Insuffisant pour Elon Musk, qui a fait savoir par tweets interposés aux patrons de Google et de Facebook qu’ils ne prenaient pas la perspective de l’avènement d’une super-intelligence à sa juste mesure. Un an auparavant, il créait lui-même une association à but non lucratif destinée à promouvoir la recherche favorisant « une IA à visage humain » nommée Open AI. Après deux ans de recherche, la conclusion de l’industriel est sans appel : « Il est urgent d’hybrider nos cerveaux avec des micro-processeurs, avant que l’intelligence artificielle nous transforme en animaux domestiques ».

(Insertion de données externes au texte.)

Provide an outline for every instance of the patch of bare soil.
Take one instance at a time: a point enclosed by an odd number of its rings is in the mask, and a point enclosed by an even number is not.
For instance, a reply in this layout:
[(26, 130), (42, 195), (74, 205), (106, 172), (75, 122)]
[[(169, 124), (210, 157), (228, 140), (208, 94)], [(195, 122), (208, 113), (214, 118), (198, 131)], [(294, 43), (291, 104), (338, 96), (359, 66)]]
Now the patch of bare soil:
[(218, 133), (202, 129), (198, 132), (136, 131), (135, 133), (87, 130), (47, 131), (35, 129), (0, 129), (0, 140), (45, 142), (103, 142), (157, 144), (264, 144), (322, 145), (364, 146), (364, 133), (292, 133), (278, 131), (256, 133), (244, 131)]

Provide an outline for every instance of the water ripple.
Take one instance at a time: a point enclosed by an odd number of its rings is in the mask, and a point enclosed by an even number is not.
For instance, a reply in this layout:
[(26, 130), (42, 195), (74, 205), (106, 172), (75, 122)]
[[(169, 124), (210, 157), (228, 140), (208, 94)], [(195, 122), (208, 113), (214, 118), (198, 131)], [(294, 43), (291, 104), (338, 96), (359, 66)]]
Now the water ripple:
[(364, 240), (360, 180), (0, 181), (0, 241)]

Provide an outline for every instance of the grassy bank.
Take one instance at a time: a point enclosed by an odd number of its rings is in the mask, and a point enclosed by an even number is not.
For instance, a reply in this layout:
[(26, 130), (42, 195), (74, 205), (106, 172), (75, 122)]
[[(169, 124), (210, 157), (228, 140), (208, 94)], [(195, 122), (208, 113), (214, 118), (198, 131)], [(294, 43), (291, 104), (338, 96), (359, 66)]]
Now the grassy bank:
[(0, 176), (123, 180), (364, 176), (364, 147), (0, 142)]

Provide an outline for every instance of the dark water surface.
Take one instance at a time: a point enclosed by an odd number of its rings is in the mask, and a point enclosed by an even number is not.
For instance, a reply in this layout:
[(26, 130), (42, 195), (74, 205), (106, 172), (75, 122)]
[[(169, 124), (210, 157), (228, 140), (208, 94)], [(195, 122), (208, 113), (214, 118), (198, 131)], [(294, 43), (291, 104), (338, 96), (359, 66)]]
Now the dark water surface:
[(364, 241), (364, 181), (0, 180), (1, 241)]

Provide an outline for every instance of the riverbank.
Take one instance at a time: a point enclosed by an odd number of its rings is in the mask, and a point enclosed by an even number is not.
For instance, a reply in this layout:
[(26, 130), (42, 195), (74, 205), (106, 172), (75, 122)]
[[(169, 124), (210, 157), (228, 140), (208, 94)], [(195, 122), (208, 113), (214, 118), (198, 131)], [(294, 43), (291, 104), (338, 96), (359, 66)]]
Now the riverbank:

Il est fort à parier qu’avec de tels discours, les sommes investies dans Open AI trouveront la voie de la rentabilité : Neuralink, nouvelle start-up dévoilée par Elon Musk le 28 Mars 2017, propose à ses clients de rester dans la course à l’intelligence grâce à ses implants intracérébraux connectés (disponibles d’ici cinq ans selon les dernières annonces).

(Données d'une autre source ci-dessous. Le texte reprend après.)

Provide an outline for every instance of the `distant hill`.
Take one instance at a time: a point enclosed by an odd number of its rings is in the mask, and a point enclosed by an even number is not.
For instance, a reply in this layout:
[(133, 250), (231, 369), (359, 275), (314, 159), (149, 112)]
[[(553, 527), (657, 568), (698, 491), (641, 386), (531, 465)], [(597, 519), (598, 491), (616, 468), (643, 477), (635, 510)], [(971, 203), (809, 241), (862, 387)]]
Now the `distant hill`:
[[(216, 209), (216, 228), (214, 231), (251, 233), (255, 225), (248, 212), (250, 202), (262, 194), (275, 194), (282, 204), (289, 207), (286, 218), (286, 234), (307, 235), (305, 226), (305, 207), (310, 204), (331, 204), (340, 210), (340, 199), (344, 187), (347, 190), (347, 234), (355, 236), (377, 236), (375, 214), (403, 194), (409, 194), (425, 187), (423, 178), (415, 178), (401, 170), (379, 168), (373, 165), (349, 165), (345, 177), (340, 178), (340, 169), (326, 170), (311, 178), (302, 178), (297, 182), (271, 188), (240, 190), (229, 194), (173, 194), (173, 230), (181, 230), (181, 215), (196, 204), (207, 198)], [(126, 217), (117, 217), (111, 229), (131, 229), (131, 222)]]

Une nécessaire prise de recul

Il est nécessaire de prendre un certain recul épistémologique ainsi que d’être conscients de nos biais culturels si nous voulons faire le tri entre les effets d’annonce, les promesses démiurgiques et la réalité des avancées scientifiques, entre les questionnements légitimes et le marketing de l’anxiété.

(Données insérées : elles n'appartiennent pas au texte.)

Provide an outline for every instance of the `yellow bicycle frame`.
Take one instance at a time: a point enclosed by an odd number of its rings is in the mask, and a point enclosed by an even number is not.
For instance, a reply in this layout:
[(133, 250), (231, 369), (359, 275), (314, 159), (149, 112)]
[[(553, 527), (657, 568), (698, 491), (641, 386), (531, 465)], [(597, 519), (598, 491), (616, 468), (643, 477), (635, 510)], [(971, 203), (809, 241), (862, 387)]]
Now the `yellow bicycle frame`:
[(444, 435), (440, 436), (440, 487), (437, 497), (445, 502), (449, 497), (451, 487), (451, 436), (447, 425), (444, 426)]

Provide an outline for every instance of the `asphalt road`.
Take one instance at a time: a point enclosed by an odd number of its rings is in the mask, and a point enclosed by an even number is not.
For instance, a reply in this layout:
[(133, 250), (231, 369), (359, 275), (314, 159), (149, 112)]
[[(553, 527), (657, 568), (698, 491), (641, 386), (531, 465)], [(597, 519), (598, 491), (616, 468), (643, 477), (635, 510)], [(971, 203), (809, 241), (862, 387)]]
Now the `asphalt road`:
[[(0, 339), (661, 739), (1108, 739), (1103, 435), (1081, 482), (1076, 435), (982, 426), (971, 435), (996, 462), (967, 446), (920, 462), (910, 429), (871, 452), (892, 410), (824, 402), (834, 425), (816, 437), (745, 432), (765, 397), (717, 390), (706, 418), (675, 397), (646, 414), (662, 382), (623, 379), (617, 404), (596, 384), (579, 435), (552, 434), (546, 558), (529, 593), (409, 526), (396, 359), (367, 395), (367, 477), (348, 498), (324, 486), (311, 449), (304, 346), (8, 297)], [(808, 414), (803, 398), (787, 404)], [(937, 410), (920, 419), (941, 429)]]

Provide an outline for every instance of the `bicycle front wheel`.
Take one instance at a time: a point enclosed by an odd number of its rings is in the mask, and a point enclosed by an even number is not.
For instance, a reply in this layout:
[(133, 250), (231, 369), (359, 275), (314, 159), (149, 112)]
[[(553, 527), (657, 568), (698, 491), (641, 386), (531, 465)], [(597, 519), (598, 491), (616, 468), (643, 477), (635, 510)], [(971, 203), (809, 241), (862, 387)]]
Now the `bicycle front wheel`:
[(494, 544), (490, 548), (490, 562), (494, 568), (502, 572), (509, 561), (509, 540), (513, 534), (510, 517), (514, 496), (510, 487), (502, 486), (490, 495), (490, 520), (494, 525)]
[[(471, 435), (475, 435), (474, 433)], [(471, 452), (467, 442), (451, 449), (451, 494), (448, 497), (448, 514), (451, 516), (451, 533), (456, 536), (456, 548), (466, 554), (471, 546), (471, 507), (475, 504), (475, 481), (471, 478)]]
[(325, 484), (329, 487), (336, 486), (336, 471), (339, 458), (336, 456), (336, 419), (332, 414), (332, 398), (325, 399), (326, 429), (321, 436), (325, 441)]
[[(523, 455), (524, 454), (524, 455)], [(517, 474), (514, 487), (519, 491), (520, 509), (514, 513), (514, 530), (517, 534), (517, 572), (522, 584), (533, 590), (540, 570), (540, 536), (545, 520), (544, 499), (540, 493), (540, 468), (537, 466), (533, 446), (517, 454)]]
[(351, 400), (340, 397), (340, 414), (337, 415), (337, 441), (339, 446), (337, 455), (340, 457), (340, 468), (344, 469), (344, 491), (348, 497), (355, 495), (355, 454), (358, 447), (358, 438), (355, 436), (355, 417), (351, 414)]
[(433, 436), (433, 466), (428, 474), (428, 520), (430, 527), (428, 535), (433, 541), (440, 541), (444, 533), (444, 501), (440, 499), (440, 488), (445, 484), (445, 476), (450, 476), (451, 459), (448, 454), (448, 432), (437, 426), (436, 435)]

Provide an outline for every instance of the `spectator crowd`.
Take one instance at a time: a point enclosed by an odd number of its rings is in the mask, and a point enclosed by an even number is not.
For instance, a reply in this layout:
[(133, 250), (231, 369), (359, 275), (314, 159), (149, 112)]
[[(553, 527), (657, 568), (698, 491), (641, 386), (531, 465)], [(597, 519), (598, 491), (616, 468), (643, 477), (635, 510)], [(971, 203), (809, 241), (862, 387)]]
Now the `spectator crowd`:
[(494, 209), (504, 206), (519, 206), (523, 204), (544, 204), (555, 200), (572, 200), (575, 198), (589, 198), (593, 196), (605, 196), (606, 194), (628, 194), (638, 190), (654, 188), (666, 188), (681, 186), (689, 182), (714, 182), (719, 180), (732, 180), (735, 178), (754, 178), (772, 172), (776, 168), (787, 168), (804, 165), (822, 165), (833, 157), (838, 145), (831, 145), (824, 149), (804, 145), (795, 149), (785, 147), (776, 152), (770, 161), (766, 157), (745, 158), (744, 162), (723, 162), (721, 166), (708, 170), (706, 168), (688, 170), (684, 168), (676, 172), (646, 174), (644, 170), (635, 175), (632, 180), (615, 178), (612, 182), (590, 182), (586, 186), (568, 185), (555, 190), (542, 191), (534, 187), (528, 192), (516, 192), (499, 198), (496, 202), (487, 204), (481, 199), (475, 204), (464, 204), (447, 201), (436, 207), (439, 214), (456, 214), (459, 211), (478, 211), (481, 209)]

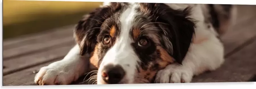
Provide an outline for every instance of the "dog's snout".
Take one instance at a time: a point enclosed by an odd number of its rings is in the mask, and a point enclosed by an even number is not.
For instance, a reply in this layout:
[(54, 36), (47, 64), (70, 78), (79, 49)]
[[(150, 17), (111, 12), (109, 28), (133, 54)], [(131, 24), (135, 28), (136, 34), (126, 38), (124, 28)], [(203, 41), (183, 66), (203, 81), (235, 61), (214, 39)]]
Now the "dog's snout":
[(125, 73), (120, 65), (108, 64), (106, 66), (102, 75), (102, 79), (109, 84), (117, 84), (123, 79)]

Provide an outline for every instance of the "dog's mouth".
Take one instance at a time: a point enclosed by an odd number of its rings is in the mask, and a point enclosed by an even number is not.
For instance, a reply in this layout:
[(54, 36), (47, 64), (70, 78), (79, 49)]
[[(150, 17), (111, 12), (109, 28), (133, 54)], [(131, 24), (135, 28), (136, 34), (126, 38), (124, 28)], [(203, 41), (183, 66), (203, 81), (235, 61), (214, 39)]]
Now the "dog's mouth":
[(149, 80), (148, 79), (137, 76), (139, 75), (138, 74), (135, 74), (133, 78), (131, 78), (126, 75), (122, 77), (117, 74), (108, 75), (104, 74), (101, 74), (101, 76), (98, 73), (98, 70), (93, 71), (87, 73), (85, 79), (84, 79), (83, 84), (84, 84), (84, 83), (87, 84), (144, 84), (153, 83), (154, 81), (154, 79)]

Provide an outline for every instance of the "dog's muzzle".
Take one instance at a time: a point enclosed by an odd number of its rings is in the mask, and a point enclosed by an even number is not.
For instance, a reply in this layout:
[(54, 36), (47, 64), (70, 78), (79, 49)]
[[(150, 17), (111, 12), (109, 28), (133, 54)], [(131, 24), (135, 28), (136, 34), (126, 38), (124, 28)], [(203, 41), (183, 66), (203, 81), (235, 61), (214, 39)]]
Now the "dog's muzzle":
[(112, 64), (105, 66), (102, 73), (102, 79), (108, 84), (119, 84), (125, 74), (125, 72), (120, 65)]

Les avancées technologiques des NBIC portent en effet des promesses importantes dont il ne sera possible de profiter qu’une fois nos imaginaires débarrassés de nombre de fantasmes qui y sont rattachés. Il ne s’agit pas de refuser d’emblée les implants intracérébraux, la thérapie génique, les prothèses bioniques ou la sélection des cellules souches, mais de rester vigilants quant au rôle systémique des usages qui en sera fait. Dans un récent rapport, les Vendredis de la Colline énoncent un principe thérapeutique selon lequel doit se refuser le dopage et la mutilation d’un corps sain qui souhaiterait s’augmenter : prenons le cas d’un athlète qui demanderait à se sectionner les jambes pour pouvoir porter des prothèses en carbone, plus performantes. Le principe thérapeutique est une boussole importante pour éviter de nombreuses dérives, mais il doit être intégré à une vision systémique plus large. En effet il importe également que ne soit pas banalisé le recours à la thérapeutique quand cette dernière ne fait que pallier les carences d’une démarche préventive efficiente. Par exemple, le recours aux implants pancréatiques ne doit pas se substituer à une prévention globale contre le diabète de type II, dont on connaît les liens avec le mode de vie et l’environnement social.

Prendre du recul, discuter de la fonction et des usages, tel pourrait être le rôle d’une Convention of Parties (COP) digitale autour des sujets du numérique et de l’humain, idée pour laquelle milite notamment le Professeur Guy Vallancien. Sans doute est-ce un moyen d’éviter la logique d’escalade dans laquelle nous précipitent les businessmen du techno-frisson.

Par Ken LeCoutre, responsable du département « Santé & Innovation » des Vendredis de la Colline.